Latent State RL: VAE-based Implicit World Model for Post-Inference Training Optimization

The core innovations of this project are: using a Variational Autoencoder (VAE) to learn a compact implicit Markov state representation from inference trajectories, replacing traditional token history; and introducing an uncertainty-driven exploration mechanism, providing new state modeling ideas for post-training reinforcement learning methods like GRPO, which is expected to solve problems such as high computational overhead and key information being buried in long inference chain training.

In post-training reinforcement learning for large language models, the traditional approach of using complete token history as state input has limitations: sequence length grows linearly with inference steps leading to huge computational overhead; key information in long sequences is easily buried; and it's difficult to capture high-level abstract patterns. With the success of inference models like DeepSeek-R1 and OpenAI o1, post-training methods based on GRPO have gained attention, but how to extract meaningful state signals from trajectories remains an open question.

The core solution of Latent State RL is to use a VAE to encode inference trajectories (including token sequences, hidden layer states, and final rewards) into low-dimensional continuous vectors z, capturing key trajectory features while discarding redundant details. This implicit state has Markov property—current state z_t contains all information needed for the next decision, without needing to backtrack the complete token history, similar to the high-level understanding of a problem's core structure and progress by human experts.
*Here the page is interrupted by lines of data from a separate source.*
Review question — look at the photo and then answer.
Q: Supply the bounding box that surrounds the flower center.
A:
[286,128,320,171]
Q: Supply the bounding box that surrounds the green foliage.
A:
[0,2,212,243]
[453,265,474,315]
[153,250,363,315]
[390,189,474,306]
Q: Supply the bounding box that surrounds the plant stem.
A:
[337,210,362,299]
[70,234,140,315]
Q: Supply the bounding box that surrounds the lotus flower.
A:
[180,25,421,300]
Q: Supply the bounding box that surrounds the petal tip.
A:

The project introduces a cognitive uncertainty metric based on the variance of the VAE's posterior distribution: when encountering unfamiliar inference scenarios, the VAE encoding uncertainty increases (posterior variance expands), and this signal is used as part of the exploration reward to encourage attempts in high-uncertainty regions. Compared to traditional exploration strategies, it has advantages of context sensitivity (only explores when truly uncertain), interpretability (variance explicitly reflects confidence), and efficiency (avoids unnecessary exploration).
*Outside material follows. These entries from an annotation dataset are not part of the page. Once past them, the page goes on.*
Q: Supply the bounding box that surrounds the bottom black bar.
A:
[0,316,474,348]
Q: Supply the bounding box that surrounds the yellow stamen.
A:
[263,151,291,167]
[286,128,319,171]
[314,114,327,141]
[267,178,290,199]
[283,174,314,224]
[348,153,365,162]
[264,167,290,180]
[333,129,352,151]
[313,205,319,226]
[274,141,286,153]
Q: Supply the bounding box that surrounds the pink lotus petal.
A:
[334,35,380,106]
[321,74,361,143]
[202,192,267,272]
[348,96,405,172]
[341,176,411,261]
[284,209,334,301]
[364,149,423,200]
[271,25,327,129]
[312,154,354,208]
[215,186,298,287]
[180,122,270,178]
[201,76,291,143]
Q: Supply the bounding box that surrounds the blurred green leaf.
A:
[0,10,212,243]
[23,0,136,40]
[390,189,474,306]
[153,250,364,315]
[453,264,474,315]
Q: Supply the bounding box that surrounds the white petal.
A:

The project uses a four-stage experiment:

1. Phase A: Train a standard GRPO baseline on the MATH-Beyond benchmark, collect trajectory data, establish a performance ceiling, and provide VAE training data;
2. Phase B: Train the VAE to verify the latent space structure (correct/incorrect trajectories are distinguishable, variance does not collapse);
3. Phase C: Integrate the VAE encoder into the GRPO loop, where the policy receives implicit state z instead of original tokens, to verify the stability of joint training;
4. Phase D: Design four groups of controlled experiments (standard GRPO, token Markov state, VAE implicit state, VAE + uncertainty reward) to ensure fair comparison.
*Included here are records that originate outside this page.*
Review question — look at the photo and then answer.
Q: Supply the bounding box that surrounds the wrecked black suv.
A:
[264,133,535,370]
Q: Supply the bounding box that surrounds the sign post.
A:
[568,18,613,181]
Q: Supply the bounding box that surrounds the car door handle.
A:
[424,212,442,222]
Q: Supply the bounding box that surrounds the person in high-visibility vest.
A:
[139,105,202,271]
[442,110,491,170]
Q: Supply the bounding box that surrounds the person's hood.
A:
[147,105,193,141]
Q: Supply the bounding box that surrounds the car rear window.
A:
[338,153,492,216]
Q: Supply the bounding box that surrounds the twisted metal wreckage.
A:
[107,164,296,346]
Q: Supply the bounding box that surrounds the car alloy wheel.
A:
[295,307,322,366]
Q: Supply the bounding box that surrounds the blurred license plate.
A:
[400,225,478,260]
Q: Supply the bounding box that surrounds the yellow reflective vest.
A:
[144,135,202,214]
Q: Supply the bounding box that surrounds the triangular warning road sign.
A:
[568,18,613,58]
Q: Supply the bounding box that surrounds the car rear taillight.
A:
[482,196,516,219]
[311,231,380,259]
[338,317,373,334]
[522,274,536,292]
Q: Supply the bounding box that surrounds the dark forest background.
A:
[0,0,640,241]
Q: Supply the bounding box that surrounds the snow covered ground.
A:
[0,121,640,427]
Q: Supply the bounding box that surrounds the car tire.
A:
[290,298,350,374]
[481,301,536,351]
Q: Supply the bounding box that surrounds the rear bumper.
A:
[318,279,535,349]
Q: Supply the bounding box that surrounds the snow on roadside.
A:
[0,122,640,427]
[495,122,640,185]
The project uses a modular code structure (directories like configs, scripts, eval), and the training script supports multiple configuration options:

• --state-mode: Select state representation method (token history, Markov token, VAE implicit);
• --uncertainty-bonus: Enable uncertainty reward;
• --freeze-vae: Freeze VAE parameters during joint training;
• --beta: Weight coefficient for uncertainty reward. Each experiment generates a manifest.json file that records configurations, random seeds, Git hashes, etc., to ensure reproducibility of results.

The significance of this work lies in:

1. Challenging the assumption that 'complete token history must be retained', demonstrating the feasibility of compressed state representation—if successful, it will significantly reduce the training cost of long inference chains;
2. Uncertainty exploration provides a new perspective for the RL exploration-exploitation trade-off, especially suitable for sparse reward environments like mathematical reasoning;
3. It is expected to be extended to fields requiring long-range reasoning such as code generation, theorem proving, and scientific discovery—any task involving multi-step decision-making plus intermediate evaluation may benefit.

As an ongoing project, there are still issues to be resolved:

• How to choose the dimension of the implicit state?
• How much trajectory data is needed for VAE training?
• How to adapt the uncertainty reward weight to task difficulty?
• Is the method equally effective across different inference tasks (mathematics, logic, common sense)? The answers to these questions will become clearer as the project progresses.